Klassifizierung und Prüfung

Zur grundsätzlichen Philosophie der europäischen Normung gehört, geforderte Eigenschaften zu beschreiben, jedoch keine konkreten Ausführungen vorzugeben. Dieser Ansatz soll kreative Lösungen fördern und Alternativen ermöglichen, um das oft formulierte Prinzip „Resultate zählen“ zu unterstützen. Das bedeutet, dass Detailfestlegungen wie Estrichdicke oder Gewindedurchmesser der Spindelstützen, vergleichbar mit Baukastenmerkmalen, nicht mehr in den Normen zu finden sind.
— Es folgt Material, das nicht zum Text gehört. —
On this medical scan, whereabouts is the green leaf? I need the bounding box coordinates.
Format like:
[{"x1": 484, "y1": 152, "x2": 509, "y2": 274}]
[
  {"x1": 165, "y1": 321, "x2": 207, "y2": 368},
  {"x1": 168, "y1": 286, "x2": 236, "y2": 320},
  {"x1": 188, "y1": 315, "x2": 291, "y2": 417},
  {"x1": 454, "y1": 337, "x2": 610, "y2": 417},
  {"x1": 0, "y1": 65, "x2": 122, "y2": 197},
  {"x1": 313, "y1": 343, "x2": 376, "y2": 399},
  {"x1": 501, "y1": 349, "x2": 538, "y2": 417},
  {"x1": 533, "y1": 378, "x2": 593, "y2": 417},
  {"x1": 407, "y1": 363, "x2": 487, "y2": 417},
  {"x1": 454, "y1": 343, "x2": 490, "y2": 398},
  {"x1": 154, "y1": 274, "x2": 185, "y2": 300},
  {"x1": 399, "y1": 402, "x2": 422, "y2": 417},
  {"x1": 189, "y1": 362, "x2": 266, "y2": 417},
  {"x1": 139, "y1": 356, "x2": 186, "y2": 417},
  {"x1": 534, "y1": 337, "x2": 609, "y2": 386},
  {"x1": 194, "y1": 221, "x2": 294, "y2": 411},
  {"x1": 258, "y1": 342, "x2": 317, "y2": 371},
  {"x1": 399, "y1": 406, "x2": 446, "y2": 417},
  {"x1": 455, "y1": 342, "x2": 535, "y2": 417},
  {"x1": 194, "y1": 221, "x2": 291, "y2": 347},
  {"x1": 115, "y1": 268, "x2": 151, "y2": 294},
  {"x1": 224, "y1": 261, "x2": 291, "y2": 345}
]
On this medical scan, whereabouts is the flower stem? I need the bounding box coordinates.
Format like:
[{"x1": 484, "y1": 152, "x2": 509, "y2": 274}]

Die Einzelelemente eines Hohl- oder Doppelbodens werden vom Hersteller ausgewählt. Mit den Detailangaben und Ausführungshinweisen der Systemhersteller entstehen somit unterschiedliche Bauarten, die die entsprechend zugesicherten Systemeigen­schaften zu gewährleisten haben.

Die Prüf- und Klassifizierungsnormen beschränken sich darauf, Klassifizierungen und einheitliche Prüfverfahren vorzugeben, mit denen die geforderten Eigenschaftswerte der Systembodenkonstruktionen wie Festigkeit, Steifigkeit und Beständigkeit einheitlich bestimmt und untereinander verglichen werden können. Der Abgleich einer geschuldeten mit einer erbrachten Leistung leitet sich hingegen aus den allgemein anerkannten Regeln der Bautechnik ab, die zu den genannten DIN EN Normen in den jeweils nationalen Anwendungsregeln formuliert sind. Die in Deutschland als technische Regel veröffentlichten Anwendungsrichtlinien des Bundesverbandes Systemöden e. V. übernehmen diese Aufgabe. Sie stellen somit eine technisch wie rechtlich verbindliche Grundlage für Bauherrn, Planer, Systemgebende und ausführende Unternehmen dar.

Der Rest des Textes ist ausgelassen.